The project analyzed high-dimensional telemetry data to solve three critical business challenges:
- Game Balancing: Identifying "meta" hero archetypes and ensuring competitive fairness.
- Player Categorization: Algorithmic classification of user demographics (e.g., "Pro Child" vs. "Coach") using gameplay metrics.
- Performance Benchmarking: Real-time generation of "S+ through F" rankings to provide players with actionable feedback.
This system processed data from a global player base, utilizing unsupervised learning models to benchmark user agility and standardize competitive integrity.

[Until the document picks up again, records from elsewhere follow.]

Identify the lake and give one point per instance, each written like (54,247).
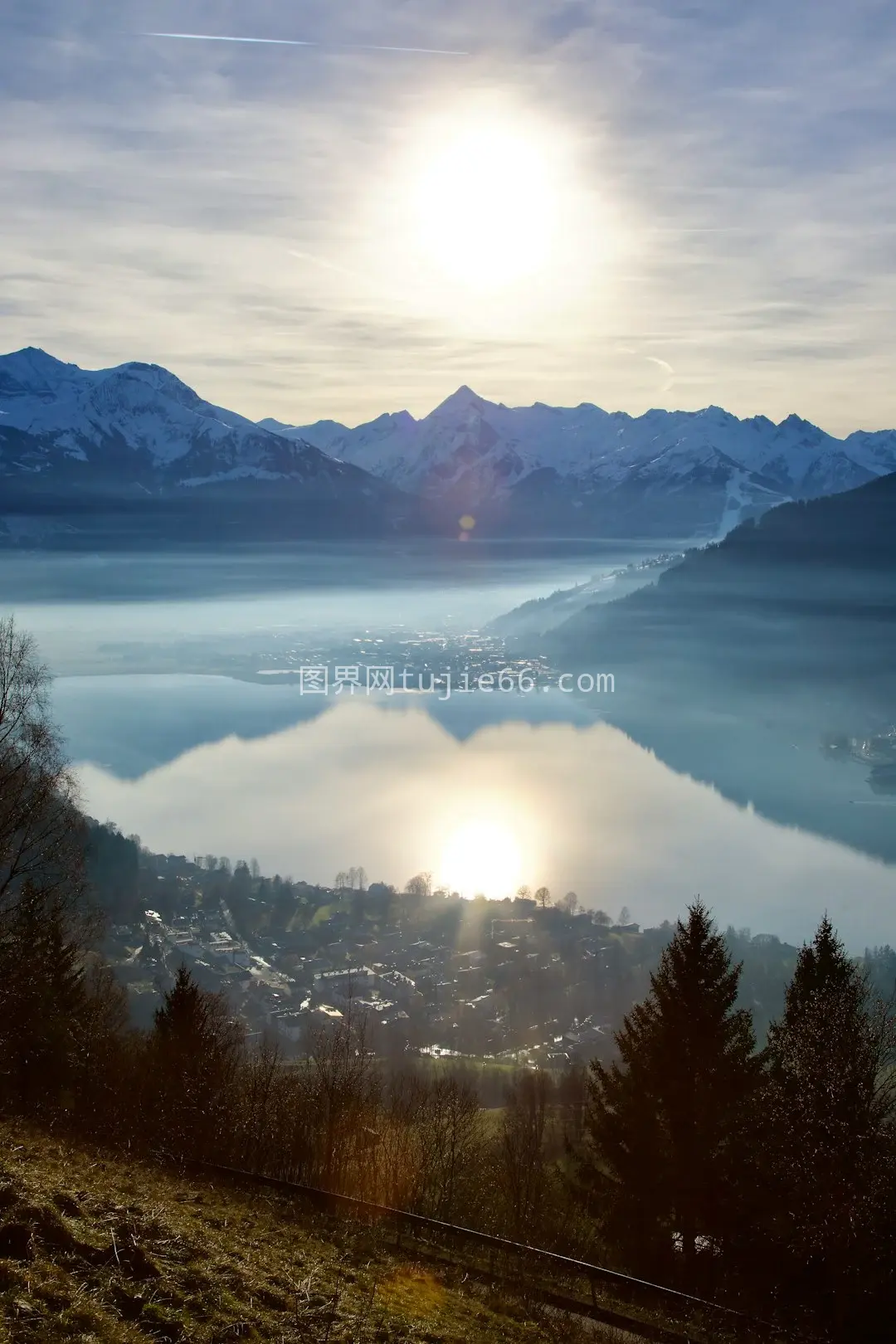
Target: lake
(176,738)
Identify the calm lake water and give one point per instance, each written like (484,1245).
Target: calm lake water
(201,762)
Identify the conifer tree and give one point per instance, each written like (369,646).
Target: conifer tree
(668,1124)
(830,1140)
(193,1057)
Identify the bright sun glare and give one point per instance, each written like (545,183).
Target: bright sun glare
(481,856)
(486,203)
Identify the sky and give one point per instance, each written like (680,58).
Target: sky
(622,202)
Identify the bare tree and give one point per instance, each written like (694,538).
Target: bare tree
(523,1148)
(42,836)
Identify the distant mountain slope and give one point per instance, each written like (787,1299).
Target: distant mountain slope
(806,594)
(136,437)
(539,468)
(134,452)
(766,665)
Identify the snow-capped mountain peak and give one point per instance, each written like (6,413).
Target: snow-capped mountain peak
(477,453)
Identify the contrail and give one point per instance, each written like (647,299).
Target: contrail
(292,42)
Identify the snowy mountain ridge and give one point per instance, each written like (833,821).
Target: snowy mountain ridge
(137,431)
(476,449)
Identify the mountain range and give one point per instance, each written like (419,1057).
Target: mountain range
(140,450)
(680,472)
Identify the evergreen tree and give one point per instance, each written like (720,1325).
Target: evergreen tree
(193,1057)
(668,1124)
(832,1112)
(41,1001)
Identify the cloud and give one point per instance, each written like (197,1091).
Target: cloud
(727,160)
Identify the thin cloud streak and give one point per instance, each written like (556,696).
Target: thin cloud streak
(295,42)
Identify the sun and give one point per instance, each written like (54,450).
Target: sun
(481,856)
(486,202)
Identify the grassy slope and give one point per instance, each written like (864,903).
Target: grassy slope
(95,1248)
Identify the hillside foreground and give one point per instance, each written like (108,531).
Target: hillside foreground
(102,1248)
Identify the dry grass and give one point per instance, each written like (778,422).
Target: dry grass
(100,1248)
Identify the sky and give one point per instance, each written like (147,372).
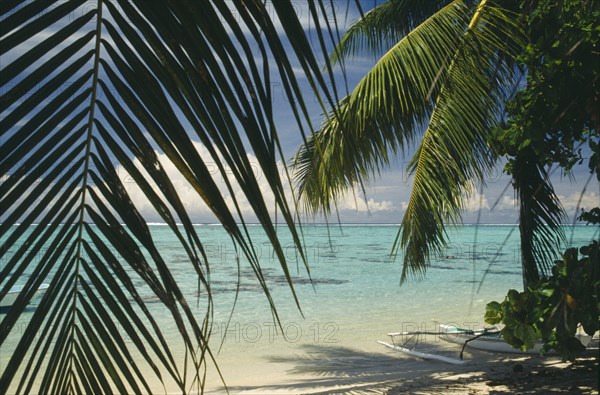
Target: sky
(386,195)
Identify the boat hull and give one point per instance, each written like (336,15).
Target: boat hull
(491,342)
(424,355)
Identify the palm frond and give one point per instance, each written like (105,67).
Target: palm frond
(385,111)
(449,76)
(119,83)
(540,217)
(383,26)
(455,153)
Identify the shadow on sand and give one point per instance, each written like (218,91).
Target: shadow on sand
(319,369)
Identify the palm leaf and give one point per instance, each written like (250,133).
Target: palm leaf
(448,76)
(540,217)
(115,84)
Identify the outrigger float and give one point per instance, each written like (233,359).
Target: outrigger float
(487,339)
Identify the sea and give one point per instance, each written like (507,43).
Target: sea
(347,297)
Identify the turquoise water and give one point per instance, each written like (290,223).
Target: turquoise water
(352,296)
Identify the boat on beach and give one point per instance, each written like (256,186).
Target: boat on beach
(490,339)
(12,294)
(486,339)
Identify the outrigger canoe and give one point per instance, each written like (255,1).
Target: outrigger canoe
(490,339)
(424,354)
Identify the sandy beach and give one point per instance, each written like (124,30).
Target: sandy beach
(319,369)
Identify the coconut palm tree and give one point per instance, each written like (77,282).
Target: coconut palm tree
(445,72)
(89,87)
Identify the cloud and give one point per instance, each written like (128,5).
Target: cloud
(578,200)
(358,204)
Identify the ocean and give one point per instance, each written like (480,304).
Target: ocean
(349,297)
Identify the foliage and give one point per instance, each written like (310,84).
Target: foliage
(441,85)
(554,309)
(92,87)
(558,108)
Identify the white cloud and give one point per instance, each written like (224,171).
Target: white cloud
(578,200)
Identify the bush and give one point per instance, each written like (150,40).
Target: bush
(554,308)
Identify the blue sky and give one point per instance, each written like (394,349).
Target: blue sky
(387,195)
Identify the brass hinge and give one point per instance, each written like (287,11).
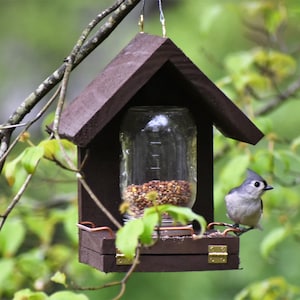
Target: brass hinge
(217,254)
(122,260)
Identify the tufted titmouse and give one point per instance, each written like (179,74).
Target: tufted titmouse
(243,203)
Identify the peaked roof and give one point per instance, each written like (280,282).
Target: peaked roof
(128,72)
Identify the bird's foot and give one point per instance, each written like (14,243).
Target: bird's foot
(235,228)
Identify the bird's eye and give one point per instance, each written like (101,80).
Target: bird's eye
(256,184)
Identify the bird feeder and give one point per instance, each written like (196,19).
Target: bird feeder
(151,76)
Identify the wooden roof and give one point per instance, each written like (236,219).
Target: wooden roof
(130,71)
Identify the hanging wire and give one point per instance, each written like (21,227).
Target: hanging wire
(141,21)
(162,18)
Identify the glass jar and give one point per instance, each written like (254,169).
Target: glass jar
(158,155)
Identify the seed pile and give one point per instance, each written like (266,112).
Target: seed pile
(176,192)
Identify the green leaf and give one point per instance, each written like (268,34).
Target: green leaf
(128,237)
(52,149)
(31,158)
(272,240)
(11,237)
(67,295)
(11,169)
(27,294)
(7,269)
(60,278)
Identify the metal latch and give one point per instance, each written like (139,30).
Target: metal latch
(217,254)
(121,260)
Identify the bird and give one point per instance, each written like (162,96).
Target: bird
(244,204)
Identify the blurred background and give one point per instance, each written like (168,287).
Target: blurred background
(250,49)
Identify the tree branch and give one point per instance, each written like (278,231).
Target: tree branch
(119,10)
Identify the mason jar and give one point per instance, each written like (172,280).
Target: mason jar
(159,158)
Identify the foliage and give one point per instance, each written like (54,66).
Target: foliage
(271,288)
(249,49)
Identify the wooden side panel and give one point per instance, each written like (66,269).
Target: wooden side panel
(169,255)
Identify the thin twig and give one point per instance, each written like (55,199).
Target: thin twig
(15,200)
(120,9)
(30,123)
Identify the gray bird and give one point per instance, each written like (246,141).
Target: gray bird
(244,204)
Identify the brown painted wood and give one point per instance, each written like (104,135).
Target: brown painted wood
(150,71)
(167,255)
(101,243)
(111,90)
(158,263)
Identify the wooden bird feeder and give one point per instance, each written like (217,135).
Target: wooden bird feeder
(150,71)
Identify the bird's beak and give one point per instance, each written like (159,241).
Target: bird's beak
(268,187)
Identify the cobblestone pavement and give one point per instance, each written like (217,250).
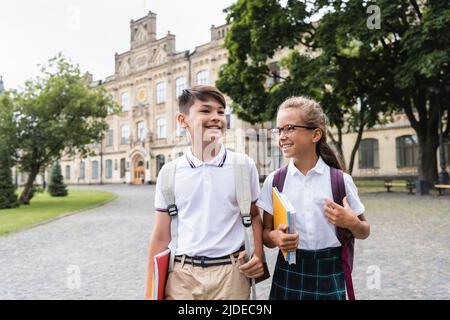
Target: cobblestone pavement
(406,257)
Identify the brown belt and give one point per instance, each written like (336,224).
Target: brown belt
(204,262)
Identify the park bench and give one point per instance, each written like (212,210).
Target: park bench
(409,184)
(441,188)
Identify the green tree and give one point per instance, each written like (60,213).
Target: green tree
(56,187)
(8,196)
(400,65)
(57,113)
(330,71)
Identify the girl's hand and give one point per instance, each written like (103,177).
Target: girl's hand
(286,241)
(337,215)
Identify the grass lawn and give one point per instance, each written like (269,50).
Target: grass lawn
(43,207)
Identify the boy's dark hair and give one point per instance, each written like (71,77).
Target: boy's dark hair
(200,92)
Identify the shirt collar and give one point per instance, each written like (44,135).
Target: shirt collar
(218,160)
(319,167)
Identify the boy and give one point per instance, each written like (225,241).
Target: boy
(210,226)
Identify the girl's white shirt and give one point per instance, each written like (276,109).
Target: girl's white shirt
(307,195)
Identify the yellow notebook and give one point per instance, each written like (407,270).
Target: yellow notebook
(283,213)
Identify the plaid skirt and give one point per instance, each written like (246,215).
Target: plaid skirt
(317,275)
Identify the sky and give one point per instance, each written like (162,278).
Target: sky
(90,32)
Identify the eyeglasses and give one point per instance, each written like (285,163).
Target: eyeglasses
(290,128)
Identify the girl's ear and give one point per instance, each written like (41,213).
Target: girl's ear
(181,118)
(318,133)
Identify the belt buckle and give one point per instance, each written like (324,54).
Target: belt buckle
(202,259)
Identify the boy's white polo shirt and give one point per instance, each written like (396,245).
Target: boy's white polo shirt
(209,219)
(307,194)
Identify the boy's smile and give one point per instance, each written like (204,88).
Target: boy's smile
(206,120)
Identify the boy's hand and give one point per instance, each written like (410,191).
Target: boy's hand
(337,215)
(254,268)
(286,241)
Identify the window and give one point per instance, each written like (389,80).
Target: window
(125,134)
(108,169)
(368,154)
(142,130)
(161,128)
(95,169)
(203,77)
(160,92)
(160,160)
(110,138)
(228,116)
(67,173)
(180,85)
(447,152)
(125,101)
(181,132)
(122,168)
(82,170)
(407,151)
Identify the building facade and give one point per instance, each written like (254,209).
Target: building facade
(146,83)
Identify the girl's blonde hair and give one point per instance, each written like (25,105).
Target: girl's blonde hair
(313,116)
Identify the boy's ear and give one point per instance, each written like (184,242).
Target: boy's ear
(181,118)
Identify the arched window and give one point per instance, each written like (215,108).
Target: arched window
(203,77)
(125,101)
(108,169)
(122,168)
(82,170)
(67,176)
(142,130)
(160,92)
(368,154)
(407,151)
(110,138)
(95,169)
(161,132)
(180,85)
(125,134)
(160,160)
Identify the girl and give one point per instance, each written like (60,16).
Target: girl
(320,258)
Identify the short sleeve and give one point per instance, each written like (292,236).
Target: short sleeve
(265,198)
(352,195)
(160,202)
(254,180)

Script Reference: hero_meta_clustering.py, hero_3d_visualization.py
To understand player behavior, I engineered an unsupervised learning model using K-Means Clustering and Principal Component Analysis (PCA). This module analyzed 4D hero statistics (Attack, Defense, Healing, Control) to identify playstyle clusters.
- Dimensionality Reduction: Applied PCA to visualize high-dimensional telemetry, revealing distinct hero archetypes.
- Meta Visualization: Created 3D/4D visualizations to audit the game for "overpowered" strategies.
Script Reference: demographic_classification_model.py, statistical_fairness_validator.py
This module validated the use of "K-Value" (a proprietary performance metric) as a predictor for player demographics.
- Statistical Validation: Performed ANOVA (F=8.1788, p<0.0001) and Kruskal-Wallis tests to confirm that hero selection significantly impacts K-Value performance.
- Demographic Classification: Developed decision boundaries using Random Forest and Decision Tree classifiers to categorize users into groups based on telemetry ranges.
- Key Findings:
- Coaches: Highest mean K-Value (~0.040), significantly outperforming other groups.
- Pro Children: Distinct performance tier (~0.030) compared to general users.
- General Users: Baseline K-Value (~0.022).
Script Reference: realtime_scoring_engine.py, baseline_etl_processor.py
A production-ready evaluation engine that provides real-time feedback.
- ETL Pipeline: Acts as an ETL handler, cleaning raw CSV logs and generating JSON lookup tables for fast retrieval.
- Scoring System: Benchmarks individual matches against global percentiles, assigning roles (e.g., "Apex Predator", "Guardian") and ranks (S+ to F).
Script Reference: data_sanitation_pipeline.py
Implemented rigorous cleaning protocols to handle noise in the accelerometer and gameplay logs.
- Outlier Detection: Utilized Interquartile Range (IQR) and Isolation Forest methods to remove anomalous data points caused by sensor noise or bugged matches.
- Logic Checks: Filtered impossible values to ensure training data quality.
- Production Deployment: The clustering and scoring models were integrated into the backend, enabling automated skill assessment for users.
- Data-Driven Balancing: Provided the development team with quantitative evidence (ANOVA results) to adjust hero parameters, ensuring a fair experience for the player base.
- Automated Coaching: The system successfully distinguishes between "Pro Child" and "Amateur" playstyles, allowing for targeted algorithmic coaching.